Ta niewielka książnica dzięki jej kierownictwu i zaangażowanym pracownikom żyje tym, co się dzieje na rynku wydawniczym. W miarę posiadanych środków systematycznie zakupywane są nowości książkowe. Równie ważną sferą działalności placówki są spotkania z autorami. Pod koniec marca do olszyńskiej biblioteki zawitał Kazimierz Kiljan, człowiek o szerokich zainteresowaniach twórczych. Pisze wiersze, powieści, monodramy, maluje, fotografuje, nie jest mu również obca grafika i linoryt. Mieszkańcy Olszyny, którym bliskie jest piękno słowa pisanego skorzystali z zaproszenia, by wysłuchać tego, co autor ma do powiedzenia swoim czytelnikom, jak również wypytać o szczegóły pracy twórczej. Cieszy fakt, że na spotkanie do olszyńskiej książnicy przybyli nie tylko dorośli, ale również młodzież i dzieci. Te ostatnie za namową swoich nauczycieli, którzy dbają o rozwój intelektualny swoich uczniów.
Wśród osób, które chciały spotkać się z Kazimierzem Kiljanem była też pani Ania z córką.
- Ciekawa byłam autora powieści, którą szczerze mówiąc dostałam „spod lady” – mówi pani Ania, dodając żartem. - Należę do pokolenia, która uważa, że to, co spod lady jest dużo lepsze od tego, co powszechnie dostępne. I nie rozczarowałam się.
Córka pani Ani również jest ze spotkania bardzo zadowolona - choć jako gimnazjalistka, będąca w wieku burzenia wszelkich autorytetów, uważa, że warto było przyjść i posłuchać. Wprawdzie sama chętniej czyta literaturę fantasy, to – jak twierdzi – nie zaszkodzi poznać autora książek obyczajowych.
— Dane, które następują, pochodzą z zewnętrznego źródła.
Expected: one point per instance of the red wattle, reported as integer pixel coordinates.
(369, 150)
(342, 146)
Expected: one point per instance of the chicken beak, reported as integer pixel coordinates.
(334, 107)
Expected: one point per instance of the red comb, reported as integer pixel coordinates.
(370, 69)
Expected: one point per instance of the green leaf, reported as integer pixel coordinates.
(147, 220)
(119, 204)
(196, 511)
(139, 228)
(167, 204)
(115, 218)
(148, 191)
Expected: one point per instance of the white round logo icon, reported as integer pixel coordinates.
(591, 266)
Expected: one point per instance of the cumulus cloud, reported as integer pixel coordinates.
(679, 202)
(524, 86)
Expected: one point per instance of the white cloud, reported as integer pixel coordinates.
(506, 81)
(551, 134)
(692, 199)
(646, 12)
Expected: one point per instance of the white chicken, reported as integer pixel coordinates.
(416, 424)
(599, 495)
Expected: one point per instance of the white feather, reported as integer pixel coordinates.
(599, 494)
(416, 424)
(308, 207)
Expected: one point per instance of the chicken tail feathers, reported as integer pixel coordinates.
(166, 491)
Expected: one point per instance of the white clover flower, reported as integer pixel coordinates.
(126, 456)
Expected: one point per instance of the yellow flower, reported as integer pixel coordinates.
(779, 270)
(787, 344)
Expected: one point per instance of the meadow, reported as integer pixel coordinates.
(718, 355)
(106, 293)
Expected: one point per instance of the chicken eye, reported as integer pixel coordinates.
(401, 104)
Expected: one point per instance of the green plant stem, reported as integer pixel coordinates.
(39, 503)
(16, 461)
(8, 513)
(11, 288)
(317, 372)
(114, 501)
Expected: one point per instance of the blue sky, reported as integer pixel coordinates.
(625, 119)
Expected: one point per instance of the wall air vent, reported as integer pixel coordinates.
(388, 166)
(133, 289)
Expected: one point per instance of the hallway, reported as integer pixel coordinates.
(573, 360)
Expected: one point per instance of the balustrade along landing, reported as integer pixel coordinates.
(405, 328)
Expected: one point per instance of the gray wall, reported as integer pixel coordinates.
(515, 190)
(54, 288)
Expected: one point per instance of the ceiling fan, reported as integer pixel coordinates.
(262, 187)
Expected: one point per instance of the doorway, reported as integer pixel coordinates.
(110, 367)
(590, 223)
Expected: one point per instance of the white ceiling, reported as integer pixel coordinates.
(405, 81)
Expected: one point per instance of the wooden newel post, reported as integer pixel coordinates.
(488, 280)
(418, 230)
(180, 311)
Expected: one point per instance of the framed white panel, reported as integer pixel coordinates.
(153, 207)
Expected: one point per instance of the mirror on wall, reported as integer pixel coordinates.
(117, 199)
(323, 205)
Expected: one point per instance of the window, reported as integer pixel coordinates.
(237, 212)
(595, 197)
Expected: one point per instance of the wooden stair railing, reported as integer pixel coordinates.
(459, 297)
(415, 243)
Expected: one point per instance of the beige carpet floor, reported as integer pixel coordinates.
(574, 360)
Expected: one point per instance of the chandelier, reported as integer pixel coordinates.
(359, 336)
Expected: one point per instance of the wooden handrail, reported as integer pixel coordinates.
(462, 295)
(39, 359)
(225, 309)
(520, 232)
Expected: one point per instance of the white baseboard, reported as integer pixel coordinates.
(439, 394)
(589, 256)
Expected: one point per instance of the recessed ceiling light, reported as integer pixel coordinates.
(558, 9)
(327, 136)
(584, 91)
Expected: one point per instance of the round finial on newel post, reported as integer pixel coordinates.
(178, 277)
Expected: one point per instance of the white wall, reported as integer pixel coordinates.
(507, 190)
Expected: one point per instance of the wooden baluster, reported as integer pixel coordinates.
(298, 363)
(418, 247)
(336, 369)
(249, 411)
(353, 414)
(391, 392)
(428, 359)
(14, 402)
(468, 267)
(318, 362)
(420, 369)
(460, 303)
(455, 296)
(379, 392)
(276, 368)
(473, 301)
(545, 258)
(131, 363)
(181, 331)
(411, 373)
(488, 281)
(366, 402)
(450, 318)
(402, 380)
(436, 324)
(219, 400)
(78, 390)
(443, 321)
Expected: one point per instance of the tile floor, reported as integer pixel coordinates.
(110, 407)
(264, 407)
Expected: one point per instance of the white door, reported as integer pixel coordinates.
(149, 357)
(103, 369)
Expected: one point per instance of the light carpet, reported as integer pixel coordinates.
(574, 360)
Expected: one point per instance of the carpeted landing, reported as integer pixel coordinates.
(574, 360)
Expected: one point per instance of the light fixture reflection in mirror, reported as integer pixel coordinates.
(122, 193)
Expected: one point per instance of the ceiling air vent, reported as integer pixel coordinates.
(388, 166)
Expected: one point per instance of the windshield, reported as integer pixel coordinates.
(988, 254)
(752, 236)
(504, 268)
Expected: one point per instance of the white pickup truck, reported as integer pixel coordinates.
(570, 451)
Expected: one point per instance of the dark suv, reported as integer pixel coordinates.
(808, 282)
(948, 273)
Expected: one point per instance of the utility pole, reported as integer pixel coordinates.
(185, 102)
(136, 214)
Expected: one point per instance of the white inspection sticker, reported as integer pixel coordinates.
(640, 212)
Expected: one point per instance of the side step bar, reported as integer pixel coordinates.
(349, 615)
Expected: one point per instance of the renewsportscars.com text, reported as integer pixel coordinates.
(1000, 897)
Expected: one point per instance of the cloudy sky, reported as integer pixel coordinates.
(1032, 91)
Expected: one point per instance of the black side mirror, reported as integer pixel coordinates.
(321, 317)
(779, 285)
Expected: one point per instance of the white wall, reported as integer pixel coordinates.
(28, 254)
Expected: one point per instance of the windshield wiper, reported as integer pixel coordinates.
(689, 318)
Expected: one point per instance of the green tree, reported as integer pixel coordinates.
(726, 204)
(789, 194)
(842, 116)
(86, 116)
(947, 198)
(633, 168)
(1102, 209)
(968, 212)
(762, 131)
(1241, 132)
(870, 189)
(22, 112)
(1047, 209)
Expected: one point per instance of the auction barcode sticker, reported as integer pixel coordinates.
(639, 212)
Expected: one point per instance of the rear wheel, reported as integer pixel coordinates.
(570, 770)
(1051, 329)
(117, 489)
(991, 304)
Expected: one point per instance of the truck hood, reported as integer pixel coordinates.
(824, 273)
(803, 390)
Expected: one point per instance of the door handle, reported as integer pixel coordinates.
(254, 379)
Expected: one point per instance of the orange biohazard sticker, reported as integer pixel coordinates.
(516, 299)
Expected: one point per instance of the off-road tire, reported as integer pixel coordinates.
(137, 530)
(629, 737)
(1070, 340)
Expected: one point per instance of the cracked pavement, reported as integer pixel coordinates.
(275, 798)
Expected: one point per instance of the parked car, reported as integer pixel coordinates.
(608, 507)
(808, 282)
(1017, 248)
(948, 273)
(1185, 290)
Być może w przyszłości sięgnie i po ten gatunek literacki.
Dwugodzinne spotkanie minęło nad podziw szybko, a w kuluarach, długo jeszcze rozmawiano o aktualnej kondycji czytelnictwa, o olszyńskiej bibliotece, która – mimo dość skromnych warunków lokalowych – działa świetnie. Kazimierz Kiljan, dziękując za zaproszenie, życzył placówce dalszego rozwoju, począwszy od nowej lokalizacji, po systematyczne wzbogacanie księgozbioru.